Soutenir ou non l’URSS ?
Enfin, la question de l’URSS conduisit beaucoup de marxistes révolutionnaires à s’interroger sur la pertinence du mot d’ordre de « défense de l’Union soviétique » que défendait Trotsky. Alors que Staline s’était allié avec Hitler, beaucoup de militantEs commençaient à douter du caractère progressiste de l’URSS, ce qui amena en 1940 Max Shachtman à rompre avec Trotsky, provoquant une scission majeure au sein du SWP américain.

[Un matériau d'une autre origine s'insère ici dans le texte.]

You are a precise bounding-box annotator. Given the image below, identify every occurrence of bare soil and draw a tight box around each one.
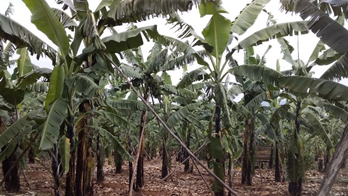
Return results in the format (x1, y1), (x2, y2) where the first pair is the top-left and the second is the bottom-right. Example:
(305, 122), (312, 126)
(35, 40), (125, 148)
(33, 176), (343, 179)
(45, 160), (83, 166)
(1, 157), (348, 196)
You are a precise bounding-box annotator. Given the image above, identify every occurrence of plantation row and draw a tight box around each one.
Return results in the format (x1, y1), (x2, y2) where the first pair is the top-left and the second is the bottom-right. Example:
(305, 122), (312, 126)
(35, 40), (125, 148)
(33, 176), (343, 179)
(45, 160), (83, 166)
(1, 0), (348, 196)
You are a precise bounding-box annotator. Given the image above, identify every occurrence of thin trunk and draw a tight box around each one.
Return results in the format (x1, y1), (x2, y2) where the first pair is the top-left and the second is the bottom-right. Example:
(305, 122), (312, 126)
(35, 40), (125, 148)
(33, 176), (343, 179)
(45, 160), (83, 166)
(213, 105), (225, 196)
(128, 134), (134, 191)
(115, 151), (123, 174)
(161, 136), (169, 178)
(28, 133), (35, 164)
(324, 147), (330, 171)
(86, 137), (94, 195)
(275, 141), (281, 182)
(97, 133), (104, 183)
(184, 126), (191, 173)
(228, 156), (233, 196)
(317, 123), (348, 196)
(52, 143), (60, 196)
(269, 144), (273, 169)
(136, 109), (148, 190)
(249, 111), (255, 177)
(242, 118), (252, 185)
(66, 114), (76, 196)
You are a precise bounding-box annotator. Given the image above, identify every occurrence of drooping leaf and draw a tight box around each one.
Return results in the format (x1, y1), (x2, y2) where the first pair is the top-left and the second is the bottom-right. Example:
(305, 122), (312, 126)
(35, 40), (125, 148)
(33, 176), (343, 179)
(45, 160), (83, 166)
(0, 110), (38, 150)
(185, 115), (206, 130)
(97, 126), (132, 161)
(177, 68), (210, 88)
(209, 136), (223, 160)
(233, 21), (309, 52)
(66, 74), (99, 97)
(39, 98), (67, 150)
(55, 0), (75, 11)
(295, 0), (348, 54)
(87, 26), (160, 53)
(320, 102), (348, 122)
(229, 65), (283, 86)
(119, 64), (142, 79)
(80, 13), (106, 50)
(107, 99), (147, 111)
(166, 103), (201, 129)
(231, 0), (271, 35)
(52, 8), (77, 30)
(245, 91), (280, 110)
(279, 76), (348, 101)
(269, 104), (291, 130)
(0, 87), (25, 106)
(0, 126), (33, 162)
(17, 68), (52, 90)
(320, 0), (348, 7)
(0, 14), (57, 63)
(278, 38), (296, 66)
(313, 48), (342, 66)
(95, 0), (119, 12)
(22, 0), (69, 58)
(106, 0), (198, 24)
(98, 110), (136, 130)
(145, 49), (168, 74)
(302, 109), (333, 148)
(161, 71), (172, 85)
(320, 53), (348, 81)
(307, 40), (325, 65)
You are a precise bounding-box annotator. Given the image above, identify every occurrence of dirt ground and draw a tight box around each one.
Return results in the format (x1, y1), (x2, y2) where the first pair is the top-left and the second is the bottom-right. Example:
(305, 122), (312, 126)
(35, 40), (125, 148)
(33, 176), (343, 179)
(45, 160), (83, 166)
(1, 157), (348, 196)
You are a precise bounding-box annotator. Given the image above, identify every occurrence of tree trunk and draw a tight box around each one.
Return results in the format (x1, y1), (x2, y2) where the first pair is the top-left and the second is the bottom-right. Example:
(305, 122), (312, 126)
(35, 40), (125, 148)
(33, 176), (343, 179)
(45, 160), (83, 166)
(86, 143), (94, 195)
(161, 137), (169, 178)
(242, 118), (252, 185)
(289, 181), (302, 196)
(52, 143), (60, 196)
(115, 150), (123, 174)
(275, 141), (282, 182)
(97, 133), (104, 183)
(324, 147), (330, 172)
(317, 123), (348, 196)
(76, 100), (92, 196)
(136, 109), (148, 190)
(213, 105), (225, 196)
(66, 114), (76, 196)
(128, 135), (134, 191)
(249, 112), (255, 175)
(288, 100), (302, 196)
(2, 150), (20, 192)
(28, 133), (36, 164)
(184, 126), (191, 173)
(269, 144), (273, 169)
(228, 156), (233, 196)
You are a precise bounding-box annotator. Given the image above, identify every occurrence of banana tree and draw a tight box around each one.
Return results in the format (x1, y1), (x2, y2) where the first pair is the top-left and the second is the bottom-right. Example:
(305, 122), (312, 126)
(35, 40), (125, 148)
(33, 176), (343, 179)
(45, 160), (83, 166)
(278, 0), (348, 194)
(0, 28), (54, 191)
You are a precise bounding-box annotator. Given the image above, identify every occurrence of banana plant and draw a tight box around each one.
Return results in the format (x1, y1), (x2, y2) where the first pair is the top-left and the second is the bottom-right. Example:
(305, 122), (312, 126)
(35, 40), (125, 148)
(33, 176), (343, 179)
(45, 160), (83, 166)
(0, 33), (53, 192)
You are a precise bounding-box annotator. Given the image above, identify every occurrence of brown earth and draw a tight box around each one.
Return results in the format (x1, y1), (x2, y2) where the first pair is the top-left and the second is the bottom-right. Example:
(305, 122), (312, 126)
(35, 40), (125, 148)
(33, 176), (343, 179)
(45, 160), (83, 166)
(1, 157), (348, 196)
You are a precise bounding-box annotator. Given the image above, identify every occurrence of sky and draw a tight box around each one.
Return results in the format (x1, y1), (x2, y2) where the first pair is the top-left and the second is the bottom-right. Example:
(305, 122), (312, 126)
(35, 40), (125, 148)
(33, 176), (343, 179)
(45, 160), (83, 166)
(0, 0), (345, 86)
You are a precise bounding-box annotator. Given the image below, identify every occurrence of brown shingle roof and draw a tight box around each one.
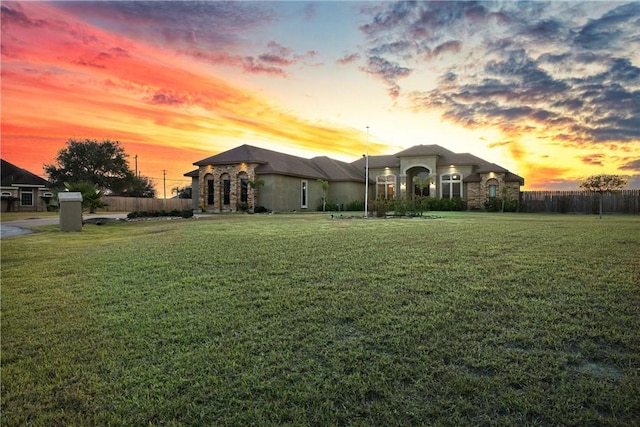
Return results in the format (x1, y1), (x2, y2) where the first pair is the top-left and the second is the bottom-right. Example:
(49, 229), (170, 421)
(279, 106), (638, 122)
(194, 144), (362, 181)
(191, 144), (523, 184)
(1, 159), (50, 187)
(310, 156), (364, 182)
(351, 155), (399, 169)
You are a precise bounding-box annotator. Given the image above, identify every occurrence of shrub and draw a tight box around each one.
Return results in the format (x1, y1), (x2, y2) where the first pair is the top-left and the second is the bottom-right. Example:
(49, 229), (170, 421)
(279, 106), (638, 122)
(346, 200), (364, 211)
(254, 206), (270, 214)
(237, 201), (249, 212)
(372, 198), (389, 217)
(429, 197), (466, 211)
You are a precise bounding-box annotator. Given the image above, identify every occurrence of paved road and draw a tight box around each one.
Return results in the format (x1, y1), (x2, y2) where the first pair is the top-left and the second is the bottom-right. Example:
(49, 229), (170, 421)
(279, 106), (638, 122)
(1, 213), (128, 239)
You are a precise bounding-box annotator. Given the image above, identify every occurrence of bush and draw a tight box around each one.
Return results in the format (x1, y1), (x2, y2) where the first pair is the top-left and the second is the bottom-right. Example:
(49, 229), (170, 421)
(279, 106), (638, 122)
(427, 197), (466, 211)
(372, 198), (389, 217)
(237, 202), (249, 212)
(254, 206), (270, 214)
(345, 200), (364, 211)
(484, 198), (518, 212)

Trotsky conserva jusqu’à sa mort ses positions, en considérant que la dégénérescence de la bureaucratie stalinienne ne changeait rien à l’importance historique pour l’humanité de l’existence d’une aire de socialisation de la propriété, que les révolutionnaires devaient défendre afin de ne pas ouvrir une nouvelle ère de barbarie.
Ces difficultés stratégiques amenèrent certains groupes trotskistes à prendre des orientations un peu différentes, d’autant que les cadres de discussion commune avaient disparu ou s’étaient étiolés. Dans la pratique, ils parvinrent cependant à mener une ligne d’action commune. Celle-ci s’attachait à construire une résistance antifasciste de classe, en dehors de tout cadre de front national avec la bourgeoisie, afin de mieux préparer la révolution socialiste et le renversement de la bourgeoisie impérialiste. Ils payèrent au prix fort leur engagement, puisque aucun courant n’a perdu dans la guerre autant de ses militants. L’histoire ne leur a toutefois pas rendu justice, dans la mesure où les staliniens ont longtemps réussi à noircir leur mémoire, en prétendant que les « hitléro-trotskistes » avaient refusé de se joindre à la Résistance, développant un discours dont les traces sont loin d’avoir aujourd’hui disparus.